Why is the sky referred to as “heavens” in Genesis 1:6-8?



I am currently bust with a Bible study of Genesis and I am confused about something. In Genesis God said: "Let there be a space between the waters, to separate the waters of the heavens from the waters of the earth". If the first heaven is the atmosphere i.e the sky. Then why does God mention heaven as it was already created before actually creating the space "sky"?

Also, why does God say "heavens" instead of "heaven" If the first heaven is the atmosphere then only the first heaven needs to be mentioned and the other heavens are irrelevant? And if God is talking about more than one heaven then which heavens? As the outer space heaven is only created on the fourth day.

I hope you understand my questions.

Thank you in advance.


"Then God said, "Let there be an expanse in the midst of the waters, and let it separate the waters from the waters." God made the expanse, and separated the waters which were below the expanse from the waters which were above the expanse; and it was so. God called the expanse heaven. And there was evening and there was morning, a second day" (Genesis 1:6-8).

The translation you are using is not literal and so it is confusing you a bit.

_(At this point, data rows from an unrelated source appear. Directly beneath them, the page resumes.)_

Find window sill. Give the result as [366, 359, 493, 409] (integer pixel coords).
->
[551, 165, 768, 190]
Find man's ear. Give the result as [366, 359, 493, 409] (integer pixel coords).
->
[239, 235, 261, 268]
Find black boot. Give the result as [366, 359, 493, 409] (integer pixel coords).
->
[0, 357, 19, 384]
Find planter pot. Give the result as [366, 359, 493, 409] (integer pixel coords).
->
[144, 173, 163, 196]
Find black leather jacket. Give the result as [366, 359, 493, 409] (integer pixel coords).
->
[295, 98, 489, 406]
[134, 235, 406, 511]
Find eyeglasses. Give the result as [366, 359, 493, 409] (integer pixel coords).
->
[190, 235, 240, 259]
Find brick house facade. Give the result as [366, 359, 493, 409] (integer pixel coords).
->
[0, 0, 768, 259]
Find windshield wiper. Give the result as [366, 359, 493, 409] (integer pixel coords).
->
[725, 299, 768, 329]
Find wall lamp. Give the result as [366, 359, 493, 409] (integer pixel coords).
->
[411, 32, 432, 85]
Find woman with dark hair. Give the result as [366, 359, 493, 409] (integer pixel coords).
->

"Expanse" translates the Hebrew word raqia, which means to spread out or to hammer out. "Waters" translates the Hebrew word mayim, which means the various bodies and forms of water. "Heavens" is the Hebrew word shamayim. The "im" ending is like adding "s" onto the end of a noun in English. It means the word is plural.

However, some words are always plural even if only one is being referred to. In English, we call these "plural nouns," such as herd or flock. The words are singular but we know there is more than one animal in a herd or bird in a flock. In Hebrew, there are some words that are always used in the plural but in English, they may be plural or singular. An example of this is the word elohim, which means "God" in English -- a singular, but it is plural in Hebrew. Shamayim is similar. It is always used as a plural in Hebrew but it means "heaven" or "heavens" in English, depending on the context. I suspect from the Hebrew point of view space goes out in multiple directions, so it should always be plural. But in English, we see space as a contained volume, so it can be one or many.

What we have on the second day is God separating the waters on the earth from the water in the sky (the clouds). In other words, the Hebrews understood that clouds were suspended water. The region in between was a heaven, which in English we would say "sky."

The Bible uses "heavens" to refer to three different expanses:

  1. It can refer to the region where birds fly, which we call the sky or the atmosphere (I Kings 21:24).
  2. It can refer to the region occupied by the planets and stars, which we call outer space (Isaiah 13:10).
  3. And it can refer to the region where God dwells and has His throne (Hebrews 9:24).

That is why you find Paul mentioning a man caught up to the third heaven (II Corinthians 12:2), he is referring to going to where God dwells.

In other words, a lot of the difficulties come from the different ways Hebrew speakers and English speakers discuss space or regions. But your translation also caused problems by trying to translate "waters" as "heavens" also.